The headlines tell the tale of another university that is dealing with hard times. This time, it’s a public here in Ohio. https://www.ohio.com/article/20150710/NEWS/307109063
As many of you know, my firm, CFO Colleague, consults with a variety of higher education institutions, with one of the larger projects being turnarounds. We are in the midst of turnaround number six at the moment and, so far, they have all worked. When all of this started, I knew a little. Our team has learned a lot more since then. For a variety of reasons, the U of Akron got theirs wrong and it will be a struggle to save it. Here’s why/
First, they are in a state that just boasted of a tuition freeze for all public universities as a part of a two-year budget. So, in their retrenchment plan, UA decided to add a $50 fee per credit hour. Students rightly believe that this is a tuition increase. UA could have increased other fees on a flat rate basis and it would have been disappointing to students but would not have mimicked tuition. The state will likely have something to say about this.
Second, getting rid of a major sport is a pretty serious cut. Did they factor in the tuition and other revenues coming in from students who are at UA because they have baseball? What happens when those students depart for other programs? Did they work with the athletic director to find savings in a bunch of programs so that a singular one is not eliminated?

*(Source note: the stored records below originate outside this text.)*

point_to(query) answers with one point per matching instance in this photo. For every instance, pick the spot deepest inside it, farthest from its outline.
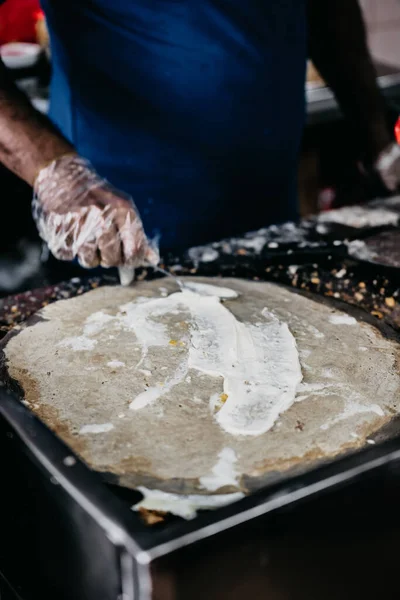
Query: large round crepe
(82, 373)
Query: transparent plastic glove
(79, 214)
(388, 166)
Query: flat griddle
(300, 526)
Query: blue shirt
(194, 107)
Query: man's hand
(81, 215)
(77, 212)
(388, 166)
(338, 47)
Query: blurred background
(329, 169)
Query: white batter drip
(259, 363)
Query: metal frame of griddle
(138, 550)
(322, 105)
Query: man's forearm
(28, 140)
(338, 48)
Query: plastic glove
(79, 214)
(388, 166)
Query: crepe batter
(214, 390)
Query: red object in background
(17, 20)
(397, 130)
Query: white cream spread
(223, 473)
(259, 363)
(100, 428)
(342, 320)
(183, 506)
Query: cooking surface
(83, 389)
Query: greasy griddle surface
(351, 387)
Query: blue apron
(194, 107)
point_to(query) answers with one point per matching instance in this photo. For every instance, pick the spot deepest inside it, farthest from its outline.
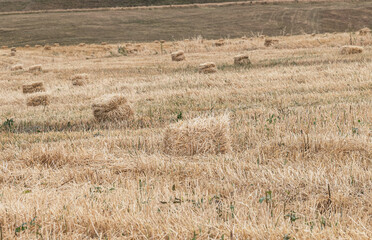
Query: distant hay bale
(269, 42)
(219, 43)
(113, 108)
(33, 88)
(210, 135)
(350, 49)
(242, 59)
(364, 31)
(16, 67)
(178, 56)
(208, 67)
(79, 79)
(38, 99)
(35, 68)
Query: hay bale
(350, 49)
(35, 68)
(38, 99)
(220, 43)
(365, 31)
(242, 59)
(178, 56)
(113, 108)
(208, 67)
(210, 135)
(33, 87)
(269, 42)
(16, 67)
(79, 79)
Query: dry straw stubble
(38, 99)
(113, 108)
(350, 49)
(178, 56)
(33, 87)
(202, 135)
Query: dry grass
(300, 133)
(209, 135)
(33, 87)
(38, 99)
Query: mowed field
(300, 130)
(211, 22)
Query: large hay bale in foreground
(16, 67)
(210, 135)
(35, 68)
(79, 79)
(34, 87)
(38, 99)
(113, 108)
(178, 56)
(269, 42)
(350, 49)
(209, 67)
(364, 31)
(242, 59)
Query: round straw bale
(202, 135)
(350, 49)
(364, 31)
(38, 99)
(113, 108)
(178, 56)
(79, 79)
(242, 59)
(209, 67)
(16, 67)
(33, 87)
(35, 68)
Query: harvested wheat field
(280, 148)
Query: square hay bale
(35, 68)
(202, 135)
(34, 87)
(79, 79)
(365, 31)
(242, 59)
(350, 49)
(269, 42)
(219, 43)
(209, 67)
(113, 108)
(38, 99)
(16, 67)
(178, 56)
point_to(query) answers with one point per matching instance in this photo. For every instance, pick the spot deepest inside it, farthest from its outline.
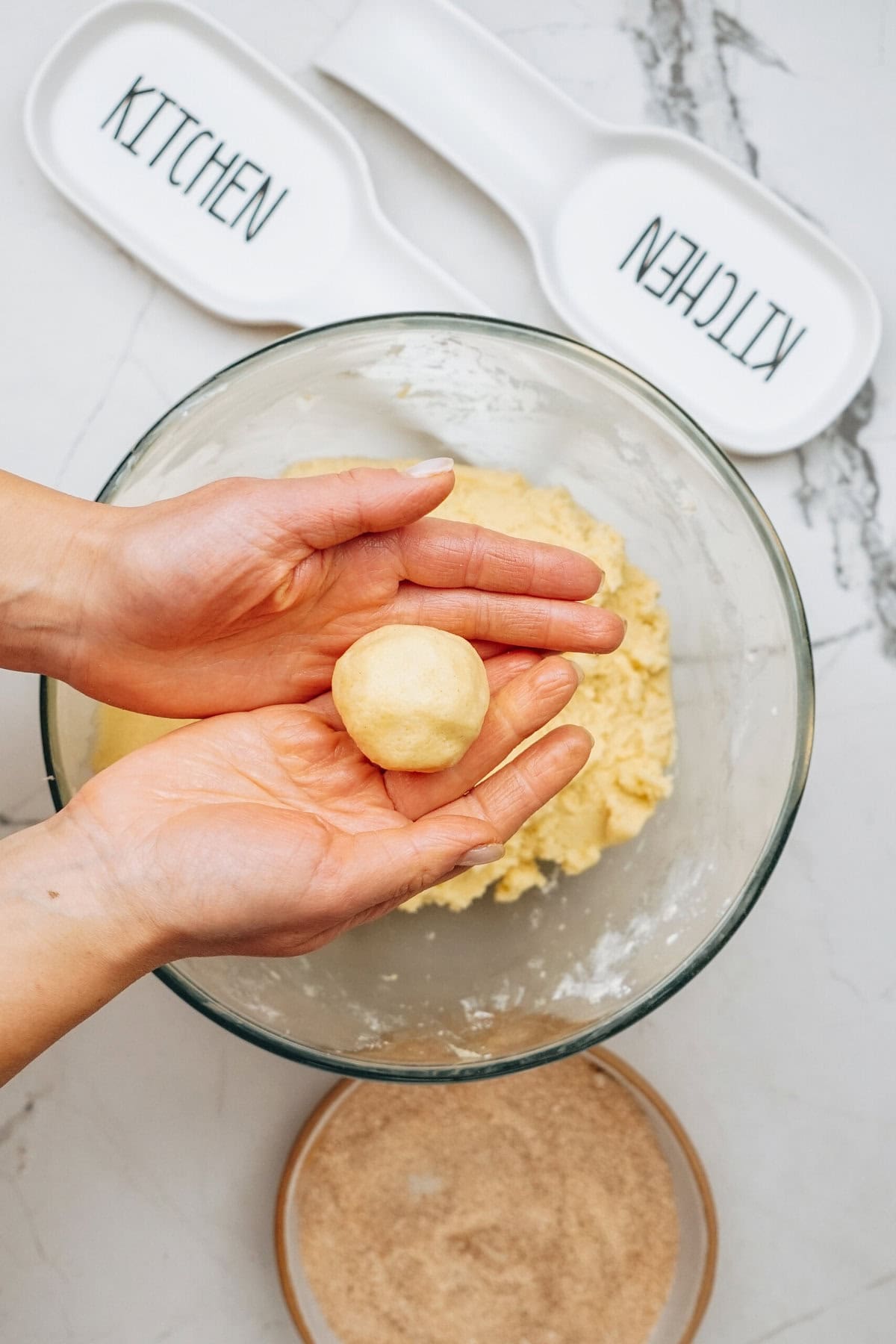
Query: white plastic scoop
(206, 163)
(650, 246)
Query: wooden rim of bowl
(606, 1057)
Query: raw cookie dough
(625, 700)
(410, 697)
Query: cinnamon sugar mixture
(527, 1210)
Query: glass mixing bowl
(448, 996)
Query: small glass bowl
(699, 1238)
(445, 996)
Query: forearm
(65, 949)
(50, 546)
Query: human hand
(245, 593)
(269, 833)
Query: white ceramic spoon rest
(233, 183)
(650, 246)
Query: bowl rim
(763, 866)
(314, 1122)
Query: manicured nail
(482, 853)
(432, 467)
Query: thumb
(395, 865)
(321, 511)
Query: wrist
(53, 547)
(58, 887)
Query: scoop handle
(473, 100)
(382, 273)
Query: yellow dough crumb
(625, 700)
(120, 732)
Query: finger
(488, 648)
(441, 554)
(321, 511)
(504, 667)
(512, 794)
(516, 712)
(391, 866)
(527, 621)
(499, 670)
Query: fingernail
(482, 853)
(432, 467)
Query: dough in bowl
(625, 700)
(411, 698)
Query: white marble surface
(139, 1157)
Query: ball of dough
(411, 698)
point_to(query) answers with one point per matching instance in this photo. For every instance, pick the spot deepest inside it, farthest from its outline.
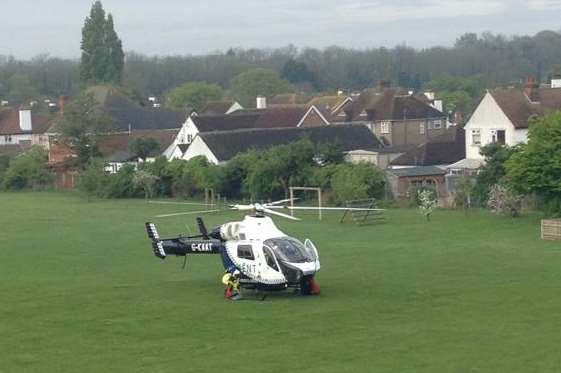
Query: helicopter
(254, 249)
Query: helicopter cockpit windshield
(289, 249)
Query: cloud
(543, 4)
(382, 11)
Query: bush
(504, 201)
(28, 170)
(93, 180)
(121, 184)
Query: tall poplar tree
(102, 50)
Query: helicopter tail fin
(157, 245)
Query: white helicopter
(261, 255)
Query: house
(503, 115)
(127, 115)
(395, 116)
(221, 146)
(402, 182)
(23, 127)
(335, 105)
(220, 107)
(271, 117)
(115, 149)
(441, 151)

Seems like a sacrificial lamb on the altar of showing the campus community that cuts were everywhere.
But they weren’t “everywhere,” bringing me to my third point.
Because faculty contracts had already been let, no faculty are being released. Only non-faculty positions – to the tune of 215 staff being affected, at least in this go-’round. So, are we to believe that a $60 million problem was unknown when faculty received contracts? Higher education is the easiest industry to predict, even factoring in for less than ideal enrollments. Rest assured that the board and administration was fully aware of the magnitude of this when the budget was presented and approved. They just didn’t want to contend with a fiesty faculty. Hence, they purposely waited until the summer and didn’t even consider anything related to the faculty.

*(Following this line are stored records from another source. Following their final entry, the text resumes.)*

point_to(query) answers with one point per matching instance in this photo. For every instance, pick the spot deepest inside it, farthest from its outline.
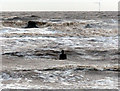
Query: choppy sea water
(93, 58)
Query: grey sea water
(30, 57)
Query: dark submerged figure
(62, 55)
(31, 24)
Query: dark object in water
(88, 26)
(31, 24)
(62, 55)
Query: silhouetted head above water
(31, 24)
(62, 55)
(62, 51)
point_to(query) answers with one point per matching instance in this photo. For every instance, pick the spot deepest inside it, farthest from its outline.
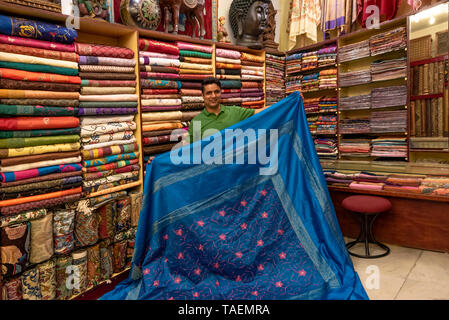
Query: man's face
(212, 95)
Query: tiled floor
(405, 274)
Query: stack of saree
(246, 235)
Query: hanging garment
(246, 235)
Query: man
(214, 115)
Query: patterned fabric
(79, 263)
(63, 291)
(119, 250)
(30, 285)
(47, 279)
(41, 239)
(14, 248)
(20, 27)
(107, 216)
(63, 227)
(86, 226)
(93, 265)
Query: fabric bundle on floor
(107, 110)
(275, 78)
(39, 128)
(256, 239)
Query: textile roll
(79, 259)
(42, 53)
(21, 75)
(31, 123)
(107, 76)
(107, 90)
(107, 83)
(92, 68)
(63, 227)
(93, 265)
(39, 44)
(136, 203)
(158, 46)
(112, 97)
(106, 61)
(160, 84)
(107, 216)
(123, 221)
(161, 62)
(119, 255)
(30, 285)
(37, 141)
(12, 26)
(4, 153)
(85, 49)
(13, 202)
(110, 159)
(107, 151)
(106, 111)
(62, 290)
(106, 260)
(159, 69)
(26, 59)
(14, 248)
(47, 279)
(30, 85)
(38, 68)
(41, 239)
(124, 135)
(22, 110)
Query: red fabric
(366, 204)
(388, 9)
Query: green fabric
(38, 141)
(93, 104)
(195, 54)
(38, 68)
(228, 116)
(38, 133)
(23, 110)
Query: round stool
(366, 209)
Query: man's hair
(209, 81)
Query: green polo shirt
(228, 116)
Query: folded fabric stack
(385, 97)
(108, 105)
(356, 102)
(382, 70)
(389, 147)
(253, 76)
(39, 128)
(328, 79)
(354, 78)
(326, 148)
(355, 147)
(275, 79)
(327, 56)
(161, 97)
(354, 51)
(355, 126)
(310, 82)
(389, 121)
(228, 68)
(388, 41)
(309, 60)
(328, 104)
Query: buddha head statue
(248, 19)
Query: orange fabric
(12, 202)
(15, 74)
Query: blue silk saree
(222, 231)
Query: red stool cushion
(366, 204)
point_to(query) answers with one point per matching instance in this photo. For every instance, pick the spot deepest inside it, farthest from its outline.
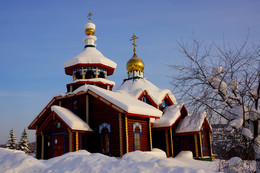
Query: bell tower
(90, 67)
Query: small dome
(135, 64)
(90, 29)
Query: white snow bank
(83, 161)
(72, 120)
(137, 86)
(90, 55)
(13, 161)
(170, 115)
(191, 123)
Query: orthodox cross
(134, 37)
(89, 16)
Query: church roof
(136, 87)
(170, 115)
(90, 56)
(192, 123)
(72, 120)
(123, 101)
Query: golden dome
(135, 64)
(89, 31)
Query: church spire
(134, 37)
(135, 66)
(90, 31)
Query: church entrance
(58, 144)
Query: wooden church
(136, 116)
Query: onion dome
(135, 64)
(90, 56)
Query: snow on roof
(72, 120)
(90, 55)
(170, 115)
(102, 80)
(123, 100)
(191, 123)
(137, 86)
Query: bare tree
(225, 81)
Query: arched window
(146, 100)
(104, 131)
(78, 75)
(101, 75)
(90, 74)
(137, 130)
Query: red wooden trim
(207, 125)
(110, 70)
(139, 115)
(185, 109)
(186, 133)
(163, 128)
(46, 122)
(150, 99)
(83, 82)
(40, 116)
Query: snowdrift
(12, 161)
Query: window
(104, 130)
(90, 74)
(78, 75)
(146, 100)
(75, 106)
(164, 104)
(101, 75)
(137, 130)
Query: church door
(58, 144)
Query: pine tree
(24, 143)
(12, 143)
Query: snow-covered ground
(12, 161)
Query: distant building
(136, 116)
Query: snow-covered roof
(123, 101)
(102, 80)
(191, 123)
(137, 86)
(90, 55)
(72, 120)
(169, 117)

In my experience, they could have offered buyouts for faculty even now. That’s right, they could have offered faculty qualifying for retirement a year and a half of salary in a lump sum if they would exit their contract. Surely, there are some faculty who would love to retire but don’t have the level of motivation to do so. No mention of this kind of an initiative. So, the faculty get paid for another year.
Fourth, part of the plan is to raise revenues from additional students. If it is so easy to find students now, what have they been doing for the past few years? Assuming a tuition of around $10,000, that means they will be adding another 1,000 students. Because this is Ohio and their students are less than likely to recommend the place, this seems to be wishful thinking. It’s more like a set of marching orders to enrollment. Weak administrations are known for such utterances. Again, this is put on the list to show that no stone is unturned and that staff are not the only ones to be hit with reductions.
Finally, how are they dramatically changing the way they do business? A few programs here or an initiative there doesn’t change much. Some schools are gutting just about anything that is unrelated to the classroom experience. Some are looking at increased online offerings and cohort-style accelerated degree programs for the adult learner.
My firm,.CFO Colleague, has implemented forecasting systems for schools of a variety of shapes and sizes. We have also implemented cost accounting programs to understand what courses bring in net tuition revenue and the direct cost of them, all the way up to the net revenue and cost of a school or division. It just seems as though this was not thought through well. As such, the state could very well overturn the tuition increase, the new revenues might not come in and the staff cuts could leave students with a poorer experience. Then what?
It could have been done differently. Time will tell but I think they got it wrong.